We have examined the contact between the two deposits at most outcrops in southern and central Utah and northern Arizona during a regional study of the Moenkopi Formation. Across much of this area the Shinarump-Moenkopi contact appears to be conformable. We traced individual beds of the uppermost sandy siltstones and mudstones immediately below the contact for over 50 km. In many outcrops there is little evidence of erosion. In places load casts and flute casts can be seen at the contact, indicating that the upper Moenkopi was water saturated and unconsolidated at the time of Shinarump deposition. In some areas a 2-3 cm bed of white siltstone in contact with the Shinarump represents the uppermost bed of the Moenkopi formation. This bed, traceable over a km along outcrop in some places, indicates a general absence of erosion during the interval of exposure. In central and eastern Utah, and occasionally elsewhere, tens of meters of post-Moenkopi erosion occurred prior to or accompanying Shinarump deposition. The erosion appears to have affected the sediments prior to lithification as indicated by the erosional margins and the lack of Moenkopi clasts in the Shinarump fill.

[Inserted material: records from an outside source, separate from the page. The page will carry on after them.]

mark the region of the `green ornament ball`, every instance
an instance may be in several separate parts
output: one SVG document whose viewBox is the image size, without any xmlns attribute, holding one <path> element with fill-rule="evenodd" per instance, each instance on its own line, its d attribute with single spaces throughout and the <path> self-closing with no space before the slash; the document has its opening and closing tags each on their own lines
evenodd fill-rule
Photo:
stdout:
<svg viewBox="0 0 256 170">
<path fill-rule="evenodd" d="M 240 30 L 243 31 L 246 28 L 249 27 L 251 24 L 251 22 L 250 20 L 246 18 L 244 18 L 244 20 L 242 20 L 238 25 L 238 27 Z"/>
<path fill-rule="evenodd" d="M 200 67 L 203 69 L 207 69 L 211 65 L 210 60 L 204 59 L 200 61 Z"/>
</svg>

The general absence of erosion of the unlithified uppermost Moenkopi formation over widespread areas is inconsistent with prolonged exposure between final deposition of Moenkopi sediments and initiation of Chinle deposition. A scenario which would involve several million years of non-deposition (and thus erosion) seems unlikely. Based upon extensive field observations, and the absence of fossil evidence to the contrary, we are proposing, as has been suggested by others, that Moenkopi deposition extended well into the Middle Triassic, perhaps until just prior to onset of Shinarump deposition. This proposal would greatly shorten the interval of the Tr-3 unconformity in the southern Utah region and may have implications for its duration elsewhere.